This is a bad or good design question.
I find it extreme convenient to always inject the complete Unity container in my modules.
1.) You never know, what resources you will need. 2.) The class constructor never needs to be changed, if you need more resources of the container.
This looks like this:
public class ServiceLocator: IServiceLocator
{
private IUnityContainer _container = null;
public ServiceLocator(IUnityContainer container)
{
_container = container;
}
public void DoSomething()
{
var x = this._container.Resolve<IXInterface>();
var y = this._container.Resolve<IYInterface>();
x.Do();
y.Do();
}
}
In tutorials and unity examples, I often see, that you only should inject the resources, that you really need. That looks like this:
public class ServiceLocator: IServiceLocator
{
private XInterface _x = null;
private YInterface _y = null;
public ServiceLocator(Ixnterface x, IYnterface y)
{
_x = x;
_y = y;
}
public void DoSomething()
{
_x.Do();
_y.Do();
}
}
My questions are:
What do you think is better design?
Why would you only inject explicit Interfaces, when the Unity container has all resources in it?

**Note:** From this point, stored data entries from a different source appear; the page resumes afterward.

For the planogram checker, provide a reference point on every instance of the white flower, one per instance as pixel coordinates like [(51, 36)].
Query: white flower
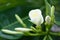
[(48, 19), (36, 16), (10, 32), (23, 29)]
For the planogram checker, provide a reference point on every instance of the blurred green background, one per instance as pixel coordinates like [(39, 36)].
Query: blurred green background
[(8, 9)]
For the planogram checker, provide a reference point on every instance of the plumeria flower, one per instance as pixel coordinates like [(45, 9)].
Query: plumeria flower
[(36, 16), (23, 29), (48, 19)]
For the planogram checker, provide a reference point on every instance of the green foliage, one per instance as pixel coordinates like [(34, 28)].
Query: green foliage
[(8, 9)]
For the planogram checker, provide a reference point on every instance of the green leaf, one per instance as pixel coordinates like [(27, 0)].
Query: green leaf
[(48, 8)]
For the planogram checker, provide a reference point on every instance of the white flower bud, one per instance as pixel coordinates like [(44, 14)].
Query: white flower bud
[(10, 32), (36, 17), (48, 19), (23, 29)]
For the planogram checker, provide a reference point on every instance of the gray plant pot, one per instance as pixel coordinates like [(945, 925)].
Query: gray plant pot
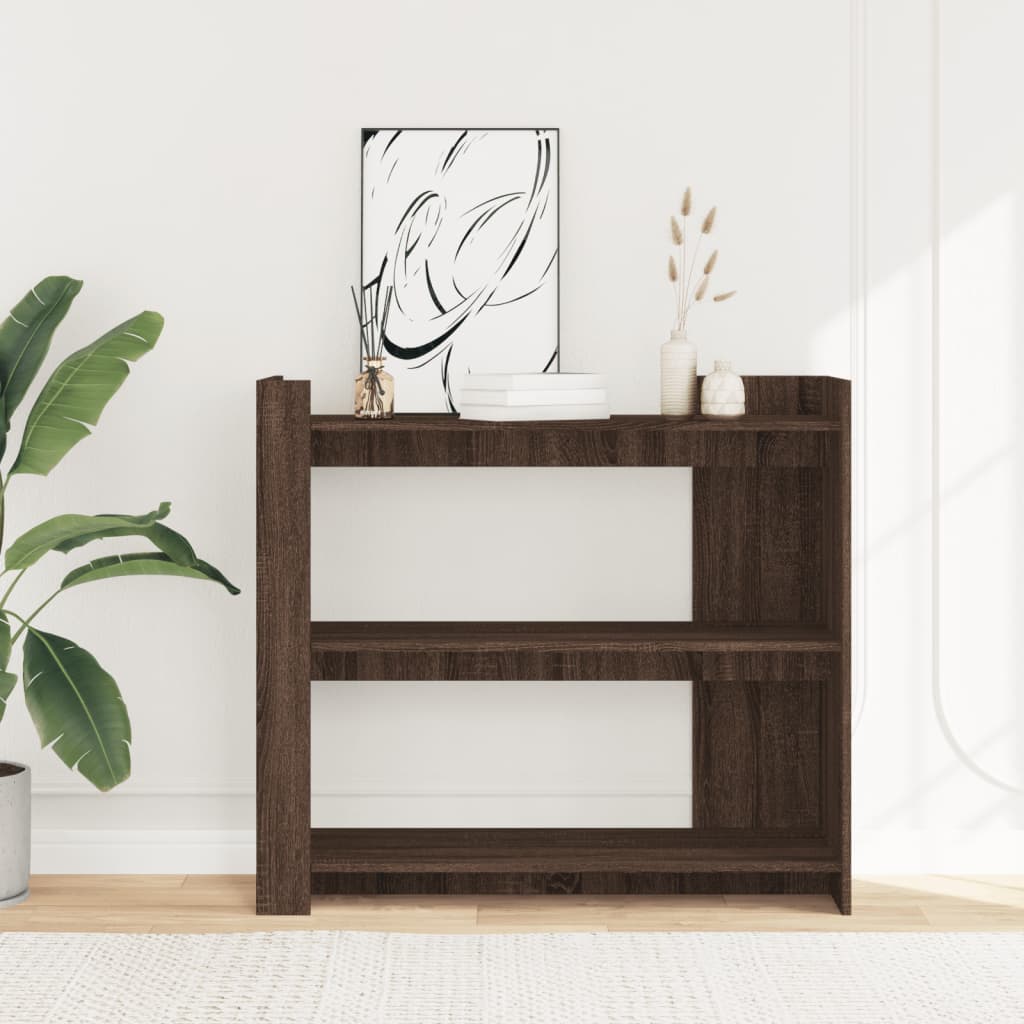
[(15, 832)]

What are the problems in the future?
The only problem I see for the future is, that you ALWAYS have to have a Unity container in the future and if you don't have it, you have to rewrite the module.
What do you think?
EDIT: Some of the best answers I have found is, that the first version is not dependency injection, it is some kind of "Service Locator Pattern", which can cause many problems.